Enter Shikari say Leeds festival still gives them ‘butterflies’

·3-min read

Enter Shikari frontman Rou Reynolds has said playing at Reading and Leeds festivals still gives him “butterflies” after more than a decade of visits.

The band delivered a high-energy set at Reading on Saturday before heading to its sister festival for a second performance scheduled for Sunday.

Speaking to the PA news agency, Reynolds said being on stage at the events “never stops being surreal”.

He added: “It is the one that still gives me jitters. The butterflies will be going even after all these years. Just pumped full of adrenaline.

“The show felt really solid and the crowd was amazing until the power outage, but apart from that it was sick.”

Reynolds also remembered visiting Reading festival as a teenager alongside the band, who formed in St Albans, Hertfordshire, in 1999.

“Early on in our lives we were so used to being in the audience looking at that stage, so even now being on the stage still feels very woah – it still gets you,” he said.

Guitarist Rory Clewlow added: “It’s like our home-town festival so we always have a good time.”

Reading and Leeds have joined with campaign group Music Declares Emergency to create an area of the festival to encourage attendees to join its fight against climate change.

Reynolds said Enter Shikari use biofuels to run their transport while on tour and also use their riders to encourage vegetarianism and reduce single-use plastic at their shows.

He said: “I think it is important to everyone. It is something so basic, like rivers and coastlines, ecosystems. It is stuff that we have all enjoyed and enjoy in our lives.”

Recalling swimming in the River Ver in Hertfordshire and in Scotland, he added: “Things are changing quite quickly.

Leeds Festival 2022
Kiaran Crook performs with his band The Sherlocks (Danny Lawson/PA)

“The generation above us, it was very normal for rivers to be clean and we are just slowly accepting that it seems to be fine for rivers and coastlines to be polluted, for ecosystems to be destroyed.

“It is just capitalism, just anther level of insanity from capitalism.”

On Saturday, Melvin Benn, managing director of organisers Festival Republic, told the PA news agency that Sunday night’s schedule at Leeds was “probably the biggest night of music in Yorkshire’s history”, in reference to co-headliners Bring Me The Horizon and Arctic Monkeys, both originally from the county.
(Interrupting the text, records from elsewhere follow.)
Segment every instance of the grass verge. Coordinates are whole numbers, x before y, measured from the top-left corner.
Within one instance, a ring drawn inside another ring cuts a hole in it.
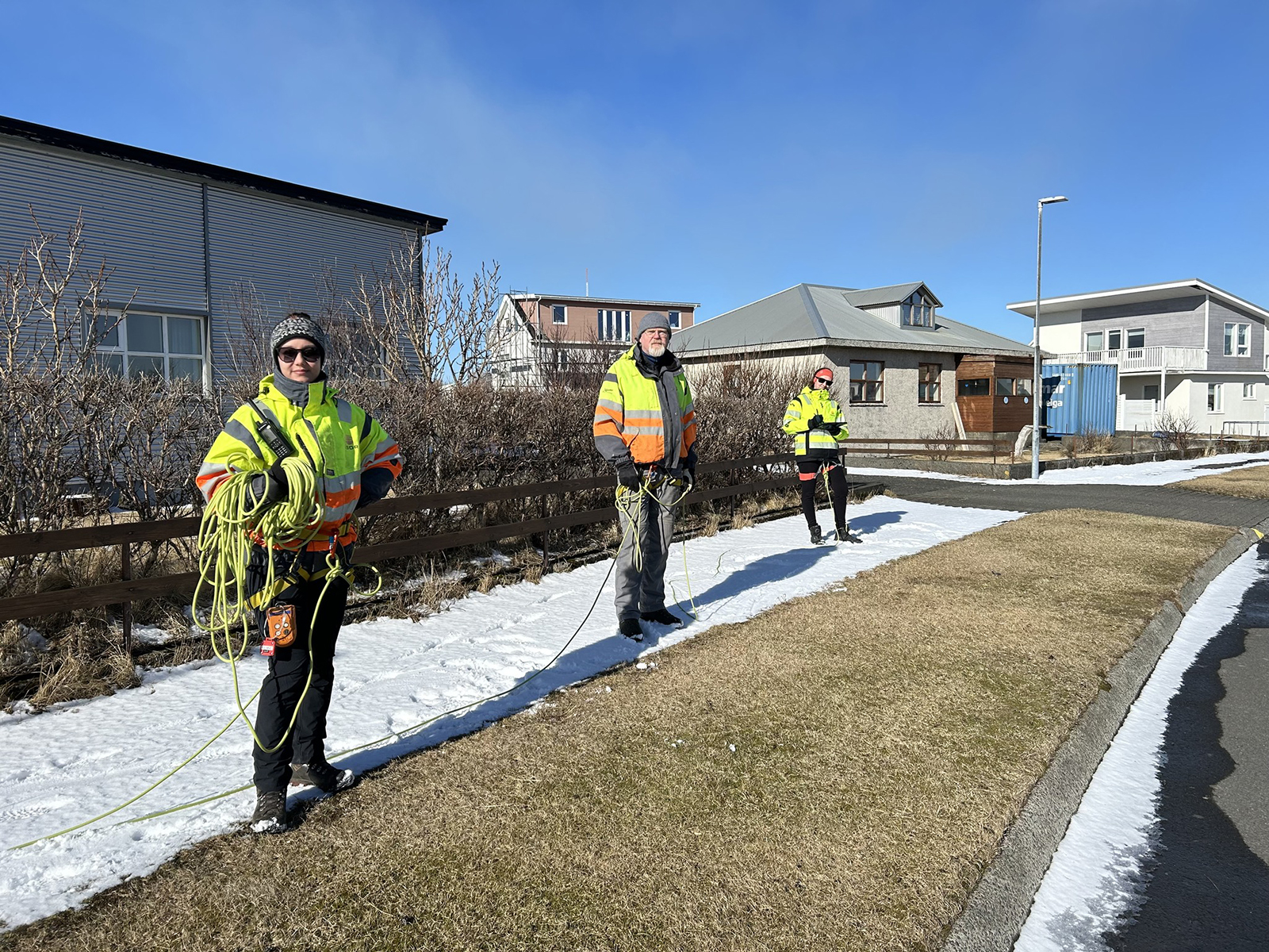
[[[1269,466],[1247,466],[1170,485],[1178,489],[1193,489],[1198,493],[1216,493],[1222,496],[1269,499]]]
[[[1230,534],[1028,515],[557,692],[0,946],[937,948],[1105,673]]]

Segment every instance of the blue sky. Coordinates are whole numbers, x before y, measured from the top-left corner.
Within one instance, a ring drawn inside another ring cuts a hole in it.
[[[1269,305],[1269,4],[10,5],[0,114],[449,218],[504,289]]]

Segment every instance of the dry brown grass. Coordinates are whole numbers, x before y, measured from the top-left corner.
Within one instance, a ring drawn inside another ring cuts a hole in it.
[[[1193,489],[1199,493],[1217,493],[1222,496],[1269,499],[1269,466],[1247,466],[1214,476],[1199,476],[1197,480],[1184,480],[1170,485],[1179,489]]]
[[[286,836],[201,844],[0,944],[934,948],[1105,673],[1228,536],[1029,515],[552,694]]]

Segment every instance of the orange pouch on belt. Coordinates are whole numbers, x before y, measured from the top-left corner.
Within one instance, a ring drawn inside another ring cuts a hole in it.
[[[296,607],[270,608],[264,617],[264,637],[278,647],[291,647],[296,641]]]

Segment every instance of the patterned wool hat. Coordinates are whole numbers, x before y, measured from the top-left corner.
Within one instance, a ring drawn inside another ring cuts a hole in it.
[[[317,321],[310,317],[303,311],[297,311],[296,314],[288,314],[273,333],[269,335],[269,349],[273,350],[273,357],[277,359],[278,349],[292,338],[305,338],[311,340],[321,350],[322,359],[326,359],[326,331],[317,326]]]
[[[671,330],[670,327],[670,319],[666,317],[664,314],[657,314],[656,311],[651,311],[638,319],[638,334],[634,335],[634,339],[638,340],[641,336],[643,336],[645,330],[654,330],[656,327],[660,327],[667,335],[674,336],[674,330]]]

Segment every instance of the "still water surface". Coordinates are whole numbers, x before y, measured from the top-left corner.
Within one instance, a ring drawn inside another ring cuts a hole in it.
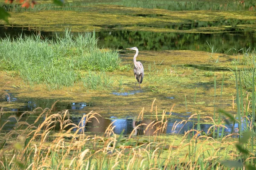
[[[8,91],[6,91],[8,92]],[[4,108],[4,111],[7,113],[3,113],[0,119],[0,125],[1,126],[7,120],[10,122],[5,125],[3,129],[3,130],[8,131],[15,126],[16,120],[15,119],[9,118],[10,116],[15,116],[17,118],[20,116],[22,113],[25,111],[29,111],[27,114],[23,115],[20,120],[21,121],[26,121],[29,123],[32,123],[37,119],[37,116],[40,114],[40,111],[37,113],[32,113],[33,110],[38,107],[41,107],[43,108],[50,108],[52,105],[56,100],[55,99],[49,99],[46,100],[40,98],[30,98],[30,99],[17,99],[15,97],[15,94],[9,93],[10,94],[10,98],[8,96],[6,96],[4,99],[1,99],[0,102],[6,102],[10,100],[11,103],[23,103],[22,106],[18,107],[16,108]],[[84,130],[86,132],[90,132],[96,133],[103,133],[108,127],[109,125],[114,122],[113,126],[116,126],[113,130],[115,133],[120,134],[121,132],[124,130],[124,134],[130,134],[135,126],[141,123],[145,123],[148,125],[154,120],[150,119],[145,119],[143,121],[135,120],[135,118],[128,116],[126,118],[122,119],[118,119],[115,116],[110,115],[108,117],[98,117],[99,121],[95,119],[93,119],[90,122],[85,124],[86,118],[82,120],[83,116],[91,110],[93,110],[93,107],[96,104],[92,103],[89,101],[84,101],[80,102],[58,102],[53,108],[52,112],[57,113],[59,111],[68,109],[70,114],[70,119],[72,122],[78,125],[79,122],[81,122],[81,125],[84,126]],[[167,113],[167,115],[169,113]],[[198,125],[197,124],[197,119],[191,119],[191,121],[186,123],[183,122],[177,125],[177,123],[181,122],[183,120],[187,120],[190,116],[189,114],[184,113],[172,113],[172,115],[175,117],[179,117],[179,119],[169,118],[168,119],[168,123],[167,129],[164,132],[166,134],[178,133],[184,134],[186,131],[191,129],[198,130]],[[117,114],[118,114],[118,113]],[[44,120],[44,117],[42,117],[38,122],[38,124],[41,123]],[[175,125],[177,125],[176,128],[174,129]],[[200,129],[206,133],[212,126],[211,124],[201,124],[200,126]],[[224,129],[224,132],[225,134],[228,134],[231,132],[233,128],[237,128],[238,125],[237,124],[233,127],[233,125],[226,125],[227,128]],[[243,126],[243,125],[242,126]],[[153,133],[156,130],[156,126],[152,128],[148,128],[145,131],[146,126],[142,126],[136,132],[136,135],[145,134],[145,135],[153,135]],[[66,128],[72,128],[70,126]],[[58,130],[59,125],[57,124],[54,130]],[[76,130],[74,129],[73,130]],[[220,132],[222,130],[220,128]]]
[[[184,27],[186,28],[186,27]],[[184,28],[182,29],[184,29]],[[32,35],[38,31],[27,28],[0,27],[0,38],[6,36],[15,37],[20,34]],[[41,31],[42,38],[51,39],[63,32]],[[76,36],[77,32],[73,33]],[[137,46],[141,50],[193,50],[211,52],[207,42],[213,46],[214,52],[227,54],[241,48],[253,48],[256,45],[256,32],[253,31],[238,31],[216,33],[160,33],[144,31],[119,30],[96,32],[98,45],[100,48],[124,49]],[[230,50],[231,49],[231,50]]]

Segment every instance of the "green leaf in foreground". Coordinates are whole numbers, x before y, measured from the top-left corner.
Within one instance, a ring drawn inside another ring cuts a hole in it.
[[[10,14],[6,12],[3,8],[0,6],[0,20],[3,20],[9,24],[8,17],[10,16],[11,16]]]
[[[250,131],[248,131],[247,132],[245,132],[243,134],[243,137],[242,137],[240,141],[239,141],[239,143],[244,144],[247,142],[247,141],[250,138],[251,136],[253,134],[252,132]]]
[[[219,112],[224,114],[225,115],[226,115],[226,116],[228,117],[233,122],[236,122],[236,119],[235,119],[234,117],[231,114],[230,114],[229,113],[228,113],[227,111],[225,111],[224,110],[222,109],[218,109],[218,111]]]
[[[248,165],[246,166],[246,169],[248,170],[256,170],[256,167],[251,165]]]
[[[53,3],[59,6],[63,6],[64,4],[64,0],[53,0]]]
[[[249,151],[246,149],[244,149],[243,146],[239,144],[236,144],[236,147],[239,150],[239,151],[241,153],[246,154],[249,154]]]
[[[227,167],[242,167],[243,164],[236,161],[227,160],[221,161],[221,164]]]

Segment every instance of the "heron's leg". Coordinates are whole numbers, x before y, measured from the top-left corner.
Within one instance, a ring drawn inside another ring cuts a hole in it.
[[[137,75],[135,74],[135,79],[136,79],[136,77],[137,77]],[[134,90],[136,89],[136,82],[135,81],[135,83],[134,84]]]
[[[140,79],[141,79],[141,75],[140,76],[140,79],[139,79],[139,85],[140,86],[140,90],[141,90],[140,88]]]

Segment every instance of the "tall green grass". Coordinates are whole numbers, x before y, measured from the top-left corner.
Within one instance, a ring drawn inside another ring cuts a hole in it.
[[[246,50],[241,49],[243,52],[241,56],[238,56],[237,59],[232,61],[232,64],[236,68],[243,66],[243,68],[240,70],[241,74],[240,80],[239,82],[241,83],[242,88],[247,91],[251,91],[253,85],[255,83],[255,79],[253,81],[253,77],[255,76],[256,73],[255,71],[256,68],[255,62],[255,49],[249,48]],[[233,71],[235,74],[237,70]]]
[[[112,71],[121,60],[116,51],[97,48],[94,33],[74,37],[67,29],[55,40],[41,40],[40,35],[0,40],[0,69],[19,71],[32,85],[55,89],[73,86],[81,70]]]
[[[113,77],[107,76],[104,72],[97,73],[92,71],[89,71],[88,75],[82,78],[81,81],[84,86],[90,90],[111,88],[113,82]]]

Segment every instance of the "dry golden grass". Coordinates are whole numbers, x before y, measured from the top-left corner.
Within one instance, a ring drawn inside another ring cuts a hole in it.
[[[155,101],[151,110],[152,114],[157,115],[156,106],[156,112],[153,113]],[[15,119],[17,123],[0,139],[0,169],[229,169],[222,165],[221,161],[237,160],[242,155],[235,146],[238,142],[232,138],[237,135],[236,133],[214,139],[209,133],[204,135],[202,131],[191,129],[183,136],[165,135],[169,116],[164,110],[160,119],[157,116],[155,121],[147,124],[143,122],[143,108],[138,117],[141,123],[137,126],[134,123],[132,132],[125,137],[122,134],[114,133],[113,122],[102,136],[85,132],[87,122],[93,119],[99,122],[100,115],[96,112],[84,115],[76,125],[70,119],[68,110],[54,113],[53,108],[53,105],[51,108],[37,108],[31,114],[38,114],[38,110],[41,110],[39,112],[41,113],[31,124],[20,120],[26,112],[19,117],[10,116],[9,119]],[[4,114],[3,108],[0,114]],[[175,122],[172,130],[197,116],[194,114],[187,120]],[[42,117],[44,120],[38,123]],[[212,120],[212,128],[223,126]],[[8,123],[0,128],[0,133]],[[56,132],[57,127],[59,130]],[[138,136],[138,131],[142,129],[145,134],[153,130],[152,136]],[[142,142],[141,138],[146,141]],[[255,143],[255,139],[252,140]],[[247,146],[252,146],[248,144]],[[243,164],[244,167],[247,162],[255,159],[253,153],[250,154],[251,156]]]

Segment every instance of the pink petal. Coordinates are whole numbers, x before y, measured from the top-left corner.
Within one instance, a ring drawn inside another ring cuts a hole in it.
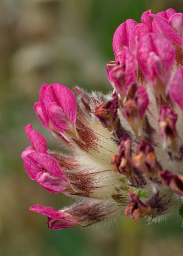
[[[47,142],[40,134],[34,130],[30,124],[25,127],[26,132],[30,142],[37,152],[46,154]]]
[[[126,46],[124,47],[124,50],[119,52],[118,58],[120,65],[125,66],[124,82],[128,90],[136,80],[136,60]]]
[[[47,114],[46,116],[44,114],[40,102],[36,102],[34,104],[34,108],[38,118],[42,123],[42,126],[46,129],[49,129],[48,116]]]
[[[144,12],[141,16],[141,21],[147,26],[148,31],[152,32],[152,22],[150,16],[150,14],[151,10]]]
[[[54,194],[62,192],[66,188],[71,188],[65,180],[52,176],[46,172],[38,172],[36,175],[36,180],[44,188]]]
[[[34,106],[34,110],[37,114],[38,118],[42,126],[46,129],[49,129],[49,117],[43,102],[43,96],[48,86],[49,86],[46,84],[42,84],[40,90],[40,102],[35,103]]]
[[[130,49],[134,55],[136,56],[139,41],[148,32],[149,28],[146,24],[140,23],[134,26],[129,38]]]
[[[169,20],[169,24],[182,37],[183,31],[183,14],[180,12],[172,15]]]
[[[168,21],[157,14],[152,14],[165,36],[170,40],[181,46],[181,38],[176,31],[169,24]],[[156,28],[157,30],[157,28]]]
[[[62,108],[57,103],[50,103],[48,106],[47,110],[54,126],[58,132],[64,132],[64,130],[70,128],[70,122]]]
[[[170,86],[171,100],[183,110],[183,66],[178,68]]]
[[[131,18],[127,20],[126,22],[122,23],[118,28],[113,37],[113,51],[114,53],[116,60],[117,55],[120,50],[124,46],[128,46],[128,40],[130,34],[137,22]]]
[[[28,154],[24,160],[24,166],[26,171],[30,178],[36,180],[38,172],[47,171],[56,177],[66,180],[58,162],[52,156],[42,153],[37,152]]]
[[[26,156],[30,153],[32,153],[32,152],[36,152],[36,150],[35,148],[32,146],[30,146],[26,148],[24,150],[22,153],[22,158],[23,160]]]
[[[30,210],[49,217],[48,228],[54,230],[78,224],[87,226],[116,216],[116,211],[122,210],[120,206],[110,204],[108,200],[95,199],[90,199],[60,210],[39,204],[31,206]],[[72,224],[68,224],[68,222]]]
[[[139,42],[136,56],[148,82],[152,82],[154,76],[160,74],[164,76],[165,80],[168,79],[174,64],[175,50],[172,44],[162,36],[151,33],[144,36]],[[152,74],[152,68],[154,70]]]

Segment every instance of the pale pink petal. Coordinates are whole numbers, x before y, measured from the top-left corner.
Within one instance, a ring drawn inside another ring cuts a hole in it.
[[[24,160],[24,158],[27,154],[32,153],[32,152],[36,152],[35,148],[32,146],[28,146],[22,153],[22,158]]]
[[[124,46],[128,46],[128,40],[132,30],[137,22],[131,18],[127,20],[118,28],[113,37],[113,51],[117,60],[117,55]]]
[[[32,180],[36,179],[38,172],[44,170],[56,177],[66,180],[58,162],[52,156],[37,152],[28,154],[24,160],[26,171]]]
[[[46,154],[47,142],[40,134],[34,130],[30,124],[25,127],[26,132],[30,142],[37,152]]]
[[[52,86],[60,106],[75,128],[76,102],[74,94],[68,88],[59,84],[53,84]]]
[[[180,68],[174,75],[170,86],[169,95],[183,110],[183,66]]]

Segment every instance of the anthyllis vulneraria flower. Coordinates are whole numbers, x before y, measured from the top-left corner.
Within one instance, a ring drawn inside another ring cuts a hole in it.
[[[183,14],[149,10],[141,20],[128,20],[114,33],[116,59],[106,65],[113,93],[76,87],[76,100],[58,84],[40,88],[38,117],[68,152],[49,150],[28,124],[32,146],[22,154],[25,170],[49,192],[78,202],[58,210],[30,207],[48,216],[50,229],[124,212],[135,222],[160,220],[182,207]]]

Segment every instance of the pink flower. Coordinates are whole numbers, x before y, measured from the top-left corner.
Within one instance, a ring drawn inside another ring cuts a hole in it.
[[[152,18],[154,20],[152,20]],[[44,84],[34,110],[68,150],[56,153],[31,124],[26,171],[44,189],[78,202],[62,210],[40,204],[48,228],[86,226],[125,212],[137,222],[166,219],[183,198],[182,14],[148,10],[128,20],[113,38],[106,65],[113,93],[74,92]]]

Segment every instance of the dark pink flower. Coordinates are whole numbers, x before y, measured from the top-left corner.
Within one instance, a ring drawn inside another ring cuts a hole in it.
[[[28,124],[26,171],[48,192],[78,199],[58,210],[32,206],[48,216],[49,228],[86,226],[124,212],[135,222],[160,221],[182,204],[182,14],[148,10],[141,21],[128,20],[114,33],[115,60],[106,67],[112,93],[75,87],[76,98],[58,84],[40,88],[35,111],[68,154],[48,149]]]

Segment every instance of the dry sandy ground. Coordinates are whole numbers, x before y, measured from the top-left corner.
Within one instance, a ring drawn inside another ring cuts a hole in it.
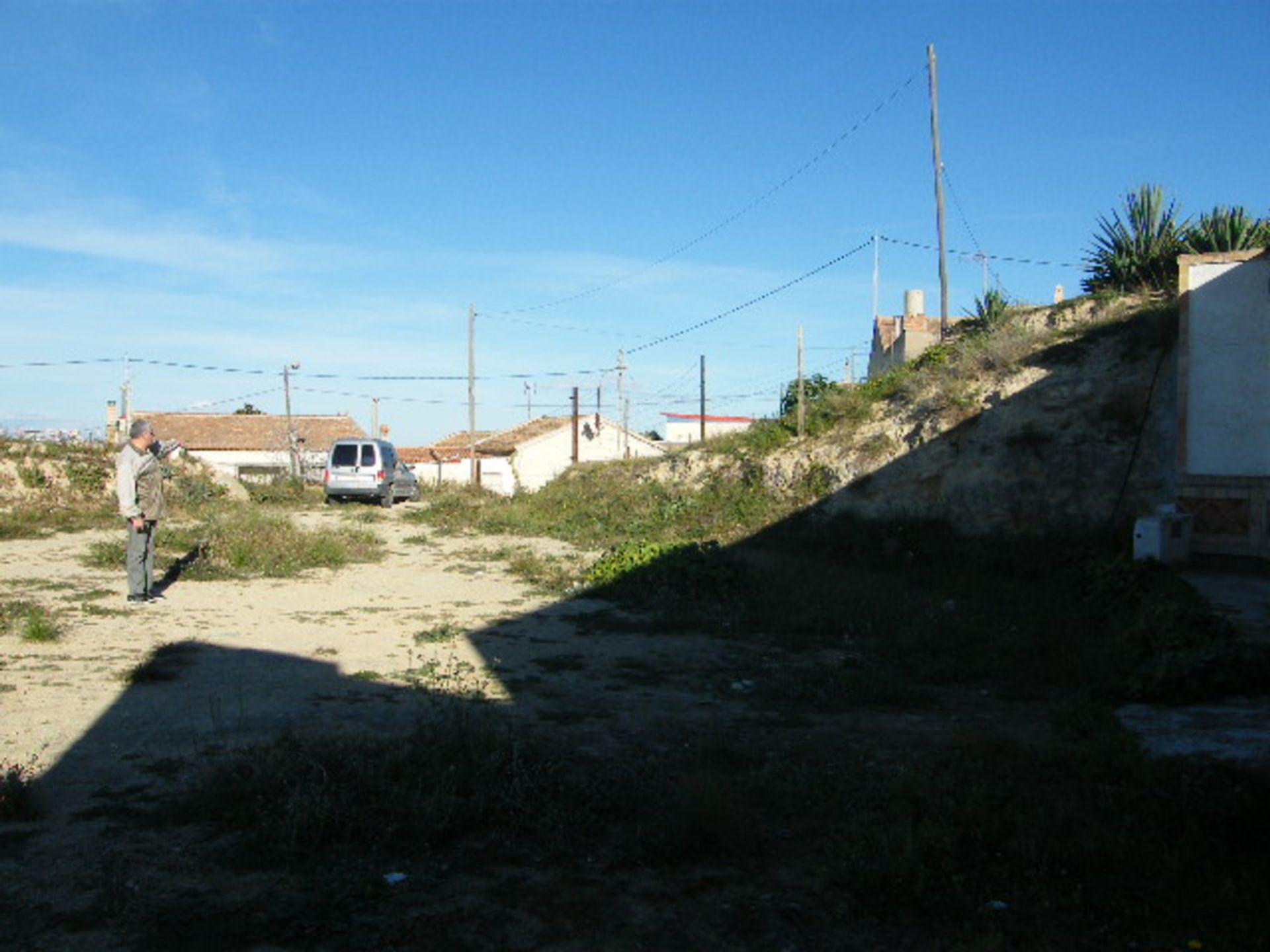
[[[102,788],[155,783],[156,763],[283,729],[405,729],[436,692],[561,724],[602,715],[606,731],[697,704],[673,678],[635,683],[649,680],[659,654],[649,656],[645,637],[579,638],[579,619],[610,605],[558,602],[509,575],[493,553],[523,539],[446,538],[403,520],[401,508],[366,509],[354,513],[372,517],[387,543],[380,562],[295,579],[177,580],[154,605],[126,604],[122,572],[83,564],[91,542],[114,533],[0,545],[0,598],[38,602],[64,630],[55,642],[9,635],[0,645],[0,760],[43,773],[39,792],[56,816]],[[340,526],[354,513],[298,518]],[[532,546],[579,557],[561,543]],[[679,674],[718,661],[704,641],[671,637],[662,649],[671,644]],[[170,679],[130,685],[127,674],[164,645],[177,646],[166,649]],[[616,687],[630,688],[621,706],[605,701]]]
[[[33,938],[19,928],[11,947],[128,948],[94,927],[98,910],[127,905],[130,890],[173,889],[189,861],[177,844],[156,845],[164,834],[122,842],[109,810],[150,805],[216,750],[283,730],[404,732],[438,696],[461,694],[568,731],[583,746],[738,727],[756,737],[800,732],[773,725],[747,689],[790,659],[650,631],[603,602],[535,593],[507,572],[500,552],[592,553],[547,541],[450,538],[404,520],[403,509],[297,517],[337,527],[371,519],[386,542],[380,562],[296,579],[178,580],[155,605],[126,605],[122,571],[83,564],[94,541],[119,533],[0,543],[0,599],[38,602],[62,628],[47,644],[0,635],[0,762],[39,772],[44,809],[38,821],[0,830],[0,919],[28,910],[41,918]],[[130,683],[161,646],[170,646],[159,666],[166,678]],[[800,663],[834,663],[824,654]],[[903,750],[1036,720],[1016,708],[964,692],[925,713],[852,711],[820,727]],[[1160,724],[1153,712],[1142,720],[1135,726],[1148,734]],[[71,925],[60,928],[62,919]]]

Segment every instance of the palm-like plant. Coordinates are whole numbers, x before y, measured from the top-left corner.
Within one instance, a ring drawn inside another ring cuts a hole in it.
[[[1246,251],[1270,245],[1270,220],[1253,218],[1242,206],[1217,206],[1182,232],[1187,251]]]
[[[983,292],[983,297],[974,298],[974,310],[966,310],[964,314],[975,327],[993,330],[1006,322],[1010,308],[1010,298],[1005,292],[988,288]]]
[[[1143,184],[1124,198],[1124,217],[1099,216],[1100,232],[1086,254],[1086,291],[1172,291],[1185,251],[1177,204],[1160,185]]]

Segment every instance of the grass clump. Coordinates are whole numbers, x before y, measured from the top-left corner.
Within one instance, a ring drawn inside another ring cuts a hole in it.
[[[763,486],[753,468],[681,487],[641,479],[649,462],[638,462],[577,467],[536,493],[511,498],[470,487],[434,487],[424,495],[427,508],[405,518],[451,533],[547,536],[605,548],[630,538],[726,542],[792,509],[789,500]]]
[[[715,948],[795,933],[808,948],[1171,948],[1194,935],[1253,948],[1270,928],[1267,795],[1255,773],[1148,760],[1111,725],[1052,748],[946,740],[880,759],[823,736],[582,755],[455,706],[405,737],[287,736],[226,755],[169,819],[229,836],[221,862],[302,873],[333,896],[367,867],[461,878],[494,864],[544,886],[502,891],[481,922],[532,915],[594,947],[612,920],[579,909],[620,906],[652,872],[662,925],[692,922]],[[993,900],[1007,913],[988,923]],[[389,914],[398,901],[358,892],[385,947],[410,944],[410,916]],[[782,914],[711,913],[738,902]],[[315,908],[306,922],[348,914]],[[429,935],[458,925],[429,918]],[[260,909],[253,927],[253,941],[283,943],[296,924]],[[982,944],[993,930],[1006,944]],[[657,947],[657,934],[632,938]]]
[[[30,764],[0,763],[0,823],[20,823],[39,817],[32,792],[34,769]]]
[[[201,551],[183,575],[190,579],[286,578],[382,555],[382,542],[370,529],[304,529],[286,515],[246,506],[182,527],[168,546]]]
[[[62,636],[52,612],[23,599],[0,603],[0,628],[30,642],[57,641]]]

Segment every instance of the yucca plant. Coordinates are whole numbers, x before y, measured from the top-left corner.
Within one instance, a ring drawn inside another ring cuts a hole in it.
[[[1010,316],[1010,298],[997,288],[988,288],[983,297],[974,298],[974,310],[966,310],[965,316],[975,327],[993,330],[1006,322]]]
[[[1099,216],[1099,234],[1086,254],[1085,291],[1173,291],[1185,225],[1160,185],[1143,184],[1124,198],[1124,217]]]
[[[1187,251],[1245,251],[1270,245],[1270,220],[1253,218],[1243,206],[1219,204],[1182,232]]]

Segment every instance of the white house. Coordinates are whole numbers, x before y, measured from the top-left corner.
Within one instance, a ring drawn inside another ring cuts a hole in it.
[[[706,439],[726,433],[739,433],[754,425],[753,416],[701,416],[700,414],[662,414],[665,418],[665,442],[683,446],[701,442],[701,421]]]
[[[1270,559],[1270,251],[1177,265],[1177,505],[1195,551]]]
[[[291,472],[287,418],[273,414],[166,414],[135,411],[150,420],[160,439],[179,439],[185,452],[239,480]],[[127,423],[123,429],[126,432]],[[291,416],[302,471],[315,477],[326,466],[330,444],[343,437],[366,438],[352,416]]]
[[[400,447],[401,459],[424,485],[469,482],[472,437],[456,433],[431,447]],[[479,485],[512,495],[541,489],[573,463],[660,456],[664,448],[599,414],[540,416],[500,433],[478,433]]]

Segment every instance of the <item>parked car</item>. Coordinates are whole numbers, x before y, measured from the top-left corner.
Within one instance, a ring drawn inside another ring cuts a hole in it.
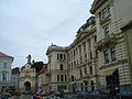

Indie rockers The Sherlocks, from Sheffield, opened the West Stage on the closing day of Leeds and described the show as “class”.

Frontman Kiaran Crook said: “We have got some history with this festival. A few years back in 2015 or 2016 the only reason we ended up playing here was because Brandon (Crook, his brother and the band’s drummer) ended up blagging the main guy Melvin’s email.

“We sent him an email saying, ‘We would love to play your festival’. Turns out it was actually him. He gave us like our first chance.”

Crook praised the strength of the music coming out of their home city, saying: “It has always been known for it, the same as Manchester. There are a lot of good bands that are not even on the radar.

“There is definitely a Sheffield scene where for one reason or another we just keep on churning out good bands.”